The boy who goes by the name of Angelo (David Sust) seems reserved and shy but still capable to carry out the duties. As time moves forward it is revealed that Angelo has more of an agenda than expected of which turns the tables on the family and introduces a new level of terror that they didn’t see coming. It is also revealed that Angelo has obtained some of Klaus’s diary pages which in fact document much of the war time atrocities he performed. Though Angelo begins to take on the persona of the atrocities bringing the stakes up to a much higher game. As the movie builds, its slow grind intention of revealing Klaus’s wrongdoings is demonstrated thru the actions of a partially inane Angelo who uses Klaus as a audience for reenacting some of the atrocities once again. Klaus’s daughter Rena tries to keep ample distance knowing that the household hold is now under the control of Angelo.

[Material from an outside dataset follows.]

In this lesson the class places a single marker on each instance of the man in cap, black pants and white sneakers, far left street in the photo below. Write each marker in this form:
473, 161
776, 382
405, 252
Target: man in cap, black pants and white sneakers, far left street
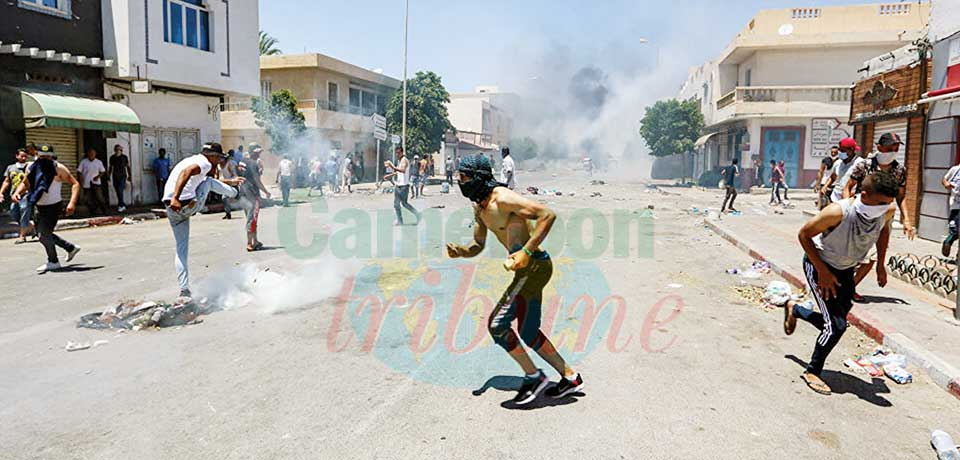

“In A Glass Cage” has often been highly regarded as a controversial movie that touches upon taboos too strong for most viewers.  It’s taboo theme incorporates the use of Nazism, pedophilia, torture and homosexuality under the guise of a abstract sort of horror film. In fact, it manages to cross several hybrid genres in its uniquely unfolding of premise. I didn’t find the film as disturbing as others it has been associated with, though it does simulate pedophilic relations which is disturbing in its own sense. The movie moves at a slow pace but uses careful framing to invoke a strong sense of gloom.

We are also made to watch as the now-obsessed Angelo begins to bring back young boys executing  before the paralyzed Klaus. Though every story has a purpose and in the final act we ultimately discover that Angelo was in fact one of the many pawns that Klaus had indulged upon. Angelo descends into his own madness becoming the new model of Klaus to the point of assuming his new place within the iron lung machine. The whole affair seems to influence the once innocent daughter Rena who is now brought into the cycle.

“In a Glass Cage” has long been considered a Spanish art house film. It’s direction is fueled by the efforts of artisan Agustí Villaronga. Though it’s knack for staying among the underground and its vicious on-screen killing of young boys has well placed it into the realms of horror for years. The movie is often mentioned in the same breath as Pier Paolo Pasolini’s 1″Salo 20 Days of Sodom (1975)”, though upon review my of film, I actually found it far less disturbing than the torture and sh*t-eating of Salo.